Following up on its decision to boycott the Cauvery River Authority chaired by the prime minister, the Tamil Nadu government on Wednesday moved the Supreme Court, seeking a direction to its Karnataka counterpart to ensure compliance with the interim award of the Cauvery Water Disputes Tribunal.
The decision to file a comprehensive suit, which seeks to revive the Cauvery case that was withdrawn by the erstwhile Dravida Munnetra Kazhagam government, sets out seven main prayers and demands interim relief on six counts.
The state government has sought the declaration of the Cauvery Water Implementation Order 1991, issued by the Centre to give effect to the tribunal's interim award, as ineffective. Subsequent orders under the scheme should also be declared ineffective, as they are no longer in conformity with section 6-A of the Inter-State River Water Disputes Act, the petition submitted.

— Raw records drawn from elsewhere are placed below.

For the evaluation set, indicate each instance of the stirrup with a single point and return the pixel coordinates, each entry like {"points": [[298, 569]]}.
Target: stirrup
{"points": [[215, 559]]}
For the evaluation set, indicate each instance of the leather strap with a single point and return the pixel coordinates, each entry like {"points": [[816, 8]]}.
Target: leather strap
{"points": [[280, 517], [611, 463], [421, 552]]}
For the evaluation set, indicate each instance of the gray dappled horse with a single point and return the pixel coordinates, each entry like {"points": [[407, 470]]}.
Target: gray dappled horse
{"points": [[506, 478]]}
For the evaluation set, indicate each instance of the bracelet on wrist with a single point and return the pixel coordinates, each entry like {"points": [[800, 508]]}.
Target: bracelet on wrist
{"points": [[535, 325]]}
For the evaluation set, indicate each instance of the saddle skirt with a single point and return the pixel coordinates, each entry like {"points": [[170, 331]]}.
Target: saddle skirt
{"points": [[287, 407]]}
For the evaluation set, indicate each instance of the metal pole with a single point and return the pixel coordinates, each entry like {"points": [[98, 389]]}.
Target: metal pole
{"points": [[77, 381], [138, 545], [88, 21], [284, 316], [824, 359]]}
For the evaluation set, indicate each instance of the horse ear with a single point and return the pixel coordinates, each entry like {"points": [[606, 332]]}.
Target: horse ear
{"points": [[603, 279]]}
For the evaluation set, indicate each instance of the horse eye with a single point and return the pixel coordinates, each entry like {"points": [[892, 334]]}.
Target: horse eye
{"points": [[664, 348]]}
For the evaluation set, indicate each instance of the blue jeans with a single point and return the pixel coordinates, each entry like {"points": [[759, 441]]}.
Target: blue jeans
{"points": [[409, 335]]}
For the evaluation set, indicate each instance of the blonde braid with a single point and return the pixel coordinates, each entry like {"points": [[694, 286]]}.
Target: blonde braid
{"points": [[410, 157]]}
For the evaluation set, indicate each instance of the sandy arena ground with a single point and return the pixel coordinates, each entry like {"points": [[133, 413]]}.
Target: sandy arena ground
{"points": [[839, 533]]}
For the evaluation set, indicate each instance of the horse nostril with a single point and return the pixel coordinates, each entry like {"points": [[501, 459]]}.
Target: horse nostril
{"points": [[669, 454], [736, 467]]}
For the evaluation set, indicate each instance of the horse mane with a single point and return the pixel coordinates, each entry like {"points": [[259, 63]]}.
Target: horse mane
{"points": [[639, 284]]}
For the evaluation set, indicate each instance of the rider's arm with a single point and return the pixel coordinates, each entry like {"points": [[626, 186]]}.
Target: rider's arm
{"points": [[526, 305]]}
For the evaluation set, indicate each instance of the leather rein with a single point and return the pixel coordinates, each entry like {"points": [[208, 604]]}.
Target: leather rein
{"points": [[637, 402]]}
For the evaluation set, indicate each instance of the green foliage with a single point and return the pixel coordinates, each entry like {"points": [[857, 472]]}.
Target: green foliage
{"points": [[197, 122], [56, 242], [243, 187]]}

Tamil Nadu also sought from the Supreme Court interim relief in the form of:
More importantly, the petition sought a permanent injunction on Karnataka, restraining it from unilaterally reducing the weekly and monthly releases of water stipulated under the interim award. "Karnataka should also permanently be restrained from impounding at will the waters of the interstate River Cauvery to the detriment of Tamil Nadu," the petition said.
The petition comes five years after the Tamil Nadu government withdrew the long-pending Cauvery case on the Supreme Court's suggestion following the constitution of the CRA.
Earlier, at Tamil Nadu's instance, the court had directed the Centre to notify the tribunal's interim award for implementation. Tamil Nadu moved the court again in early 1996, accusing Karnataka of non-compliance with the interim award and seeking directions to the Centre to enforce it.
The court instead directed then prime minister P V Narasimha Rao to hold talks with the chief ministers of the four riparian states, including Kerala and Pondicherry, to sort out the issue. When the talks were in progress, H D Deve Gowda left the Karnataka chief minister's chair to become prime minister, while
Jayalalithaa lost power in Tamil Nadu.
The idea of a river authority chaired by the prime minister and with the four chief ministers as members flowed from an earlier direction of the Supreme Court. Obviously, the court had concluded that the dispute was more political than legal, and needed a political solution.
The Tamil Nadu Cabinet's decision a month ago to withdraw from the CRA and move the Supreme Court is thus an effort to convert this political question back into a legal issue, following the authority's inability to address the state's concerns and enforce the interim award.